La grandezza di quel cerotto stava a dimostrare che i timori di Marta, purtroppo, erano fondati. “Si trattava di un tumore ovarico al primo stadio A, sarebbe stato impossibile da trovare e l’intervento mi ha salvato la vita, potevo rischiare una recidiva fatale – racconta – Di solito questo tipo di carcinoma viene riconosciuto a stadi avanzati, lo chiamano “the big killer” proprio perché silente e letale. Non ho più la possibilità di fare figli, l’idea di diventare mamma è svanita ma sono viva, posso raccontare quanto sia preziosa la vita e quanto mi è successo mi ha insegnato davvero tanto”.

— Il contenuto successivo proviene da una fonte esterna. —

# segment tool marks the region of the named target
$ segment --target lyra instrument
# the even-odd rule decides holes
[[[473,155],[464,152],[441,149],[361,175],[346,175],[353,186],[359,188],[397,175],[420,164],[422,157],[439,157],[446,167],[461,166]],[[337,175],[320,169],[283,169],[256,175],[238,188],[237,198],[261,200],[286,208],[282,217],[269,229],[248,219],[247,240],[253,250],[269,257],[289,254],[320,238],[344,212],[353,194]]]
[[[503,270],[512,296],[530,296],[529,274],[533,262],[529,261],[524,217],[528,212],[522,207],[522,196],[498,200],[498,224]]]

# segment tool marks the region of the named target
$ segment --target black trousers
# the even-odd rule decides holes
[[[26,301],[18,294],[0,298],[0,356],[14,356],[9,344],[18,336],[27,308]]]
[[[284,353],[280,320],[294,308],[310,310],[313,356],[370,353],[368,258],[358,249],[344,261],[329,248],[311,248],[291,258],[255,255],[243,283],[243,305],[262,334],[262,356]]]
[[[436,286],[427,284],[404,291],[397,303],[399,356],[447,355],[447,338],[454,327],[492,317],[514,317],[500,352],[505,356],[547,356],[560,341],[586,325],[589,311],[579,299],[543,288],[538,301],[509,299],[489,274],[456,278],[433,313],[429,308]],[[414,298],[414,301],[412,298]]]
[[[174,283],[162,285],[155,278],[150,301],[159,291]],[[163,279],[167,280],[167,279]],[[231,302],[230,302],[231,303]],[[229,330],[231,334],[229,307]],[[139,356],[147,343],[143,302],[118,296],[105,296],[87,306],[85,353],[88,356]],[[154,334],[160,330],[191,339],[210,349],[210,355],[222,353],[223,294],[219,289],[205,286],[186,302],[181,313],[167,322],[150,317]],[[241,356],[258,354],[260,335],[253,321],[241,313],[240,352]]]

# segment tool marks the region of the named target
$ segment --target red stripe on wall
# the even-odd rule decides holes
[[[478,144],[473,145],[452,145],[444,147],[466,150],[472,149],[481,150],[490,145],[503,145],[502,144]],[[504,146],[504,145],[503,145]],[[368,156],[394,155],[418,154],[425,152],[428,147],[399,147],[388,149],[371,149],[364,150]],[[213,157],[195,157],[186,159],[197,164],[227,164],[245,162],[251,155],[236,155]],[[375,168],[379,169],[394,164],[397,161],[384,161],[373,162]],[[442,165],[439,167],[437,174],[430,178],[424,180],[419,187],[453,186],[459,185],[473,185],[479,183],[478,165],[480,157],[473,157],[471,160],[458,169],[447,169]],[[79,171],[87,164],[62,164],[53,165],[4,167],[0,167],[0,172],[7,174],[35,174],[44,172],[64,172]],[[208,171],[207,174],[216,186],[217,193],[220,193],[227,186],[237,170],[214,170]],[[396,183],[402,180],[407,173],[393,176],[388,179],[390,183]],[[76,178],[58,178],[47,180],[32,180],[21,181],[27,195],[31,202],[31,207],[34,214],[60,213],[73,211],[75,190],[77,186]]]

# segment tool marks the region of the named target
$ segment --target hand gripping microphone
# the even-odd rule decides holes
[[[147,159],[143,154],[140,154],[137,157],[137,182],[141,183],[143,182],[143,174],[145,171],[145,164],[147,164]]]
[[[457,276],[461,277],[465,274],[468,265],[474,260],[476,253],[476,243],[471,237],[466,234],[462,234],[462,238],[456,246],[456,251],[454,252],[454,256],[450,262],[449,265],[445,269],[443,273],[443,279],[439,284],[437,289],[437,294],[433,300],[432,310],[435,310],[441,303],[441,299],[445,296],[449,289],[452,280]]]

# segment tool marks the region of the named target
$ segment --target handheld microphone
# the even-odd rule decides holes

Dopo l’operazione Marta ha dovuto affrontare alcune sedute di chemioterapia, per 5 mesi, senza mai dubitare dell’amore di Nicola, il suo compagno di vita (che nel frattempo è divenuto suo marito) che è sempre stato al suo fianco.

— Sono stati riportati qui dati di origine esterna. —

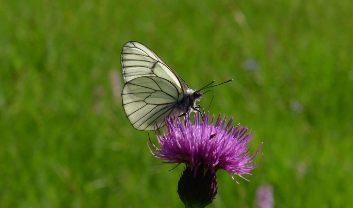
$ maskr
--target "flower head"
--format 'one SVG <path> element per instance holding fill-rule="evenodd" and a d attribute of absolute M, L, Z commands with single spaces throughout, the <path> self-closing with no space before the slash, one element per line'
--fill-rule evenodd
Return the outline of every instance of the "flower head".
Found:
<path fill-rule="evenodd" d="M 204 208 L 217 194 L 217 171 L 227 171 L 238 183 L 232 174 L 243 178 L 242 175 L 250 175 L 258 166 L 252 163 L 253 159 L 262 144 L 251 156 L 248 143 L 255 135 L 248 133 L 247 127 L 231 126 L 233 119 L 226 125 L 226 117 L 222 120 L 220 114 L 214 125 L 214 115 L 209 125 L 208 113 L 201 123 L 200 113 L 194 117 L 193 124 L 190 113 L 187 118 L 182 121 L 178 118 L 165 119 L 163 134 L 159 129 L 155 131 L 160 147 L 150 139 L 155 151 L 149 144 L 148 148 L 156 158 L 168 161 L 164 163 L 185 163 L 178 184 L 179 197 L 186 208 Z"/>
<path fill-rule="evenodd" d="M 262 144 L 254 155 L 250 155 L 251 146 L 248 143 L 255 135 L 251 131 L 248 132 L 247 127 L 240 124 L 231 126 L 232 118 L 226 125 L 227 117 L 222 120 L 221 114 L 214 124 L 213 115 L 209 125 L 208 113 L 201 123 L 200 114 L 196 113 L 193 124 L 190 113 L 182 121 L 178 118 L 165 119 L 163 134 L 159 129 L 156 131 L 160 148 L 150 140 L 155 150 L 152 151 L 149 145 L 152 154 L 157 158 L 168 161 L 163 163 L 185 163 L 193 168 L 195 176 L 200 166 L 203 166 L 205 172 L 209 169 L 214 173 L 225 170 L 237 183 L 232 174 L 244 178 L 242 175 L 251 175 L 249 172 L 258 166 L 252 163 L 253 159 Z"/>

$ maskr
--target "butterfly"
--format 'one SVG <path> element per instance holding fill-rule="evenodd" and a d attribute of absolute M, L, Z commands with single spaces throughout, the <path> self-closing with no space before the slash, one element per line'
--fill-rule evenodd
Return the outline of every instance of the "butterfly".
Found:
<path fill-rule="evenodd" d="M 125 83 L 121 93 L 123 107 L 136 129 L 154 130 L 156 123 L 158 128 L 162 127 L 168 115 L 177 117 L 202 108 L 195 103 L 201 99 L 200 90 L 209 85 L 198 90 L 191 89 L 143 44 L 134 41 L 125 44 L 121 63 Z"/>

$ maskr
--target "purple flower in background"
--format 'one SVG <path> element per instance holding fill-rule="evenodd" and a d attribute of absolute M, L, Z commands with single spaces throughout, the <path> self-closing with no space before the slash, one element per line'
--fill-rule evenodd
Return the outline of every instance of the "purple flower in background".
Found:
<path fill-rule="evenodd" d="M 256 208 L 273 208 L 273 188 L 270 185 L 260 186 L 256 191 Z"/>
<path fill-rule="evenodd" d="M 226 117 L 222 120 L 221 114 L 214 124 L 212 116 L 210 125 L 209 113 L 201 123 L 199 113 L 194 117 L 193 124 L 188 116 L 182 121 L 178 118 L 166 118 L 163 134 L 159 129 L 156 131 L 160 147 L 150 139 L 155 151 L 149 145 L 148 148 L 155 157 L 168 161 L 163 163 L 186 164 L 178 185 L 179 196 L 186 207 L 205 207 L 217 193 L 216 171 L 226 170 L 239 183 L 232 174 L 244 179 L 242 175 L 251 175 L 250 172 L 261 163 L 256 165 L 253 159 L 262 143 L 250 156 L 248 143 L 255 135 L 248 132 L 247 127 L 231 126 L 233 119 L 226 124 Z"/>

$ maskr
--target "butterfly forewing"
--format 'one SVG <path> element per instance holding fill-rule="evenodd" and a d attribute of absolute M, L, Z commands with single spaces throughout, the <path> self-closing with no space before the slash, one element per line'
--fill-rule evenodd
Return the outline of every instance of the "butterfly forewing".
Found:
<path fill-rule="evenodd" d="M 180 76 L 163 60 L 140 43 L 131 42 L 124 45 L 121 62 L 125 83 L 140 76 L 155 76 L 173 82 L 184 92 L 189 89 L 187 85 L 184 85 L 185 82 L 182 83 Z"/>
<path fill-rule="evenodd" d="M 161 127 L 168 115 L 178 117 L 185 113 L 177 105 L 189 86 L 149 48 L 138 42 L 126 43 L 121 66 L 125 83 L 123 106 L 135 129 L 153 130 L 156 122 Z"/>

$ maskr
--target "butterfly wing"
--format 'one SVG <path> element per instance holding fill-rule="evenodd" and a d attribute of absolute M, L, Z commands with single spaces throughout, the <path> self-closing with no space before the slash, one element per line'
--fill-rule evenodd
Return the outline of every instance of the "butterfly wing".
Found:
<path fill-rule="evenodd" d="M 124 86 L 121 94 L 123 107 L 131 125 L 136 129 L 154 130 L 163 123 L 168 114 L 177 116 L 176 108 L 183 97 L 181 89 L 174 83 L 155 76 L 132 79 Z"/>
<path fill-rule="evenodd" d="M 156 122 L 161 127 L 168 115 L 177 117 L 185 113 L 186 107 L 177 105 L 190 88 L 151 49 L 138 42 L 128 42 L 123 47 L 121 63 L 125 83 L 123 106 L 134 128 L 153 130 Z"/>

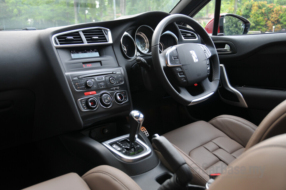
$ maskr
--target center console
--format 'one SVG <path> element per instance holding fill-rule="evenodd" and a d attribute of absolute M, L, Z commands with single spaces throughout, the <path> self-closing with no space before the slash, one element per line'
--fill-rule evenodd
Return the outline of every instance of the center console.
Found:
<path fill-rule="evenodd" d="M 92 35 L 99 38 L 96 36 L 90 42 L 87 36 Z M 83 41 L 76 42 L 76 38 Z M 53 38 L 74 98 L 71 101 L 76 103 L 83 127 L 128 115 L 132 103 L 128 79 L 115 57 L 111 31 L 99 27 L 83 29 Z"/>

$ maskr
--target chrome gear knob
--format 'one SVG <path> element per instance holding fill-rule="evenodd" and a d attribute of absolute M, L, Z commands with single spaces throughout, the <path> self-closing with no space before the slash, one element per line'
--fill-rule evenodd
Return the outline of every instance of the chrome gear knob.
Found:
<path fill-rule="evenodd" d="M 132 144 L 136 142 L 137 137 L 140 131 L 144 121 L 144 115 L 140 111 L 133 110 L 129 114 L 129 121 L 130 124 L 129 140 L 130 141 L 130 148 L 132 148 Z"/>

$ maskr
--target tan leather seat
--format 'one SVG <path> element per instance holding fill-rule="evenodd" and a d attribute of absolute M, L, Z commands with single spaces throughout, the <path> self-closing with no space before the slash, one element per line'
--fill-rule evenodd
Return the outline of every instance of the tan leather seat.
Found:
<path fill-rule="evenodd" d="M 51 189 L 142 190 L 125 173 L 115 168 L 105 165 L 89 170 L 81 177 L 75 173 L 70 173 L 24 189 Z"/>
<path fill-rule="evenodd" d="M 242 118 L 223 115 L 208 122 L 191 123 L 163 136 L 186 160 L 193 173 L 193 183 L 204 185 L 209 174 L 221 173 L 246 149 L 286 133 L 285 125 L 286 100 L 271 112 L 258 127 Z M 159 153 L 158 155 L 170 169 Z"/>
<path fill-rule="evenodd" d="M 286 134 L 250 148 L 232 162 L 209 186 L 210 190 L 285 189 Z"/>

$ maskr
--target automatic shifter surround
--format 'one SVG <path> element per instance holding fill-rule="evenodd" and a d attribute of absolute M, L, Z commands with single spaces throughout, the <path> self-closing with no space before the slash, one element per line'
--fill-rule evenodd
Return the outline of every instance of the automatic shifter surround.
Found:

Il desiderio di Marta di diventare mamma però dovrà aspettare. “Purtroppo, la recente legge sull’oblio oncologico non mi aiuta per le adozioni – precisa – Devo attendere 10 anni dal termine delle terapie. Potrò fare la richiesta quando avrò 42 anni. Questo può essere un limite ma si può essere mamme in tanti modi e l’amore che ho dentro cerco di impegnarlo nell’aiuto alle altre persone e nel racconto della mia esperienza”.
Come succede con gli incontri promossi da La Farfalla, che il 12 ottobre porta il suo salotto itinerante, dopo la tappa di Grosseto, fino a Marsiliana. “In questo salotto trovano spazio diverse professionalità – racconta Marta – dalla psicologa al farmacista e ci tengo a portare la mia testimonianza perché è stata proprio la speranza degli altri che mi ha aiutato quando stavo male. Mi ha aiutato a trovare coraggio per risalire dall’abisso”.

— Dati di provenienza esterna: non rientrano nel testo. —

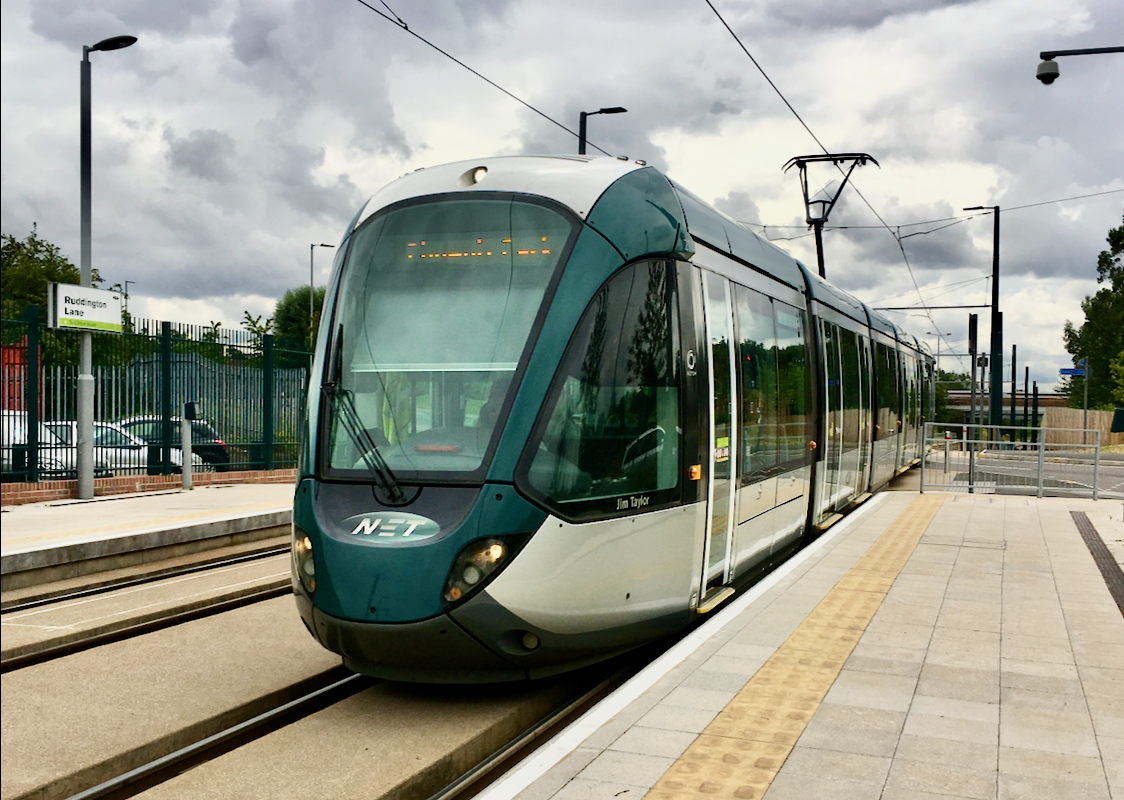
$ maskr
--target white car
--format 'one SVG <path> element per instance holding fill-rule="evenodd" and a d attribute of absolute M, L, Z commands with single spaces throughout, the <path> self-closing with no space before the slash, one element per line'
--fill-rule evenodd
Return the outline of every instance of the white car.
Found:
<path fill-rule="evenodd" d="M 48 478 L 74 478 L 78 462 L 67 447 L 43 422 L 39 422 L 39 474 Z M 0 419 L 0 472 L 27 472 L 27 412 L 3 411 Z M 18 480 L 18 475 L 16 476 Z"/>
<path fill-rule="evenodd" d="M 72 451 L 78 447 L 78 422 L 74 420 L 61 420 L 44 422 L 44 425 L 55 434 L 64 445 Z M 172 466 L 179 471 L 183 466 L 183 454 L 178 449 L 172 449 Z M 93 460 L 96 470 L 106 470 L 110 473 L 143 473 L 148 466 L 148 444 L 125 430 L 116 422 L 93 424 Z M 199 470 L 203 465 L 202 458 L 194 453 L 191 454 L 192 470 Z"/>

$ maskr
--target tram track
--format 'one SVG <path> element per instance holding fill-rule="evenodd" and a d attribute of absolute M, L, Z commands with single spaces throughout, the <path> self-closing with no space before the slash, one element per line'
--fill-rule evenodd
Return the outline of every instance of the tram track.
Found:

“La prevenzione salva la vita e non ha età, fatela sempre”
Ora Marta sta bene, le analisi hanno valori standard e si impegna affinché la vita rientri nei canoni di normalità. “Benché la vita mi abbia insegnato che in un momento, improvvisamente, possa cambiare tutto, adesso posso dire di vivere tutto sommato in modo normale – racconta – mi tengo comunque sempre sotto controllo”.
Proprio i controlli e la prevenzione sono le due armi che Marta consiglia di affilare bene per contrastare i tumori. “Consiglierei prima di tutto di fare degli esami genetici – dice – Per capire la necessità di screening di ciascuno. Bianca Balti aveva un tumore dato dalla sua genetica, non come il mio. Magari intercettare alcune possibili patologie già con un primo esame, può essere importante”.
“Il corpo è una macchina e come tale va controllata – precisa Marta – non esiste un tempo in cui iniziare i controlli. Le diagnosi dei tumori parlano chiaro, non c’è età o ceto sociale che tenga, e alcuni tipi diagnosticati sono davvero strani e rari. Siamo tutti molto stressati, viviamo immersi in situazioni che ci logorano, dovremmo volerci più bene controllandoci anche di più, per fugare ogni dubbio”.
“A volte ci vuole fortuna – conclude – ma il controllarsi o meno parte da noi. La fortuna va aiutata. Non possiamo dire di essere stati fortunati se non ci facciamo visitare. Anche tra noi donne, dobbiamo volerci più bene, nel quotidiano cerchiamo di parlare tra noi senza evitare argomenti impegnativi. Ben vengano meno cavolate e più domande tipo “quando è l’ultima volta che hai fatto il pap test?”. Ascoltiamoci, e fidiamoci dei professionisti e della ricerca”.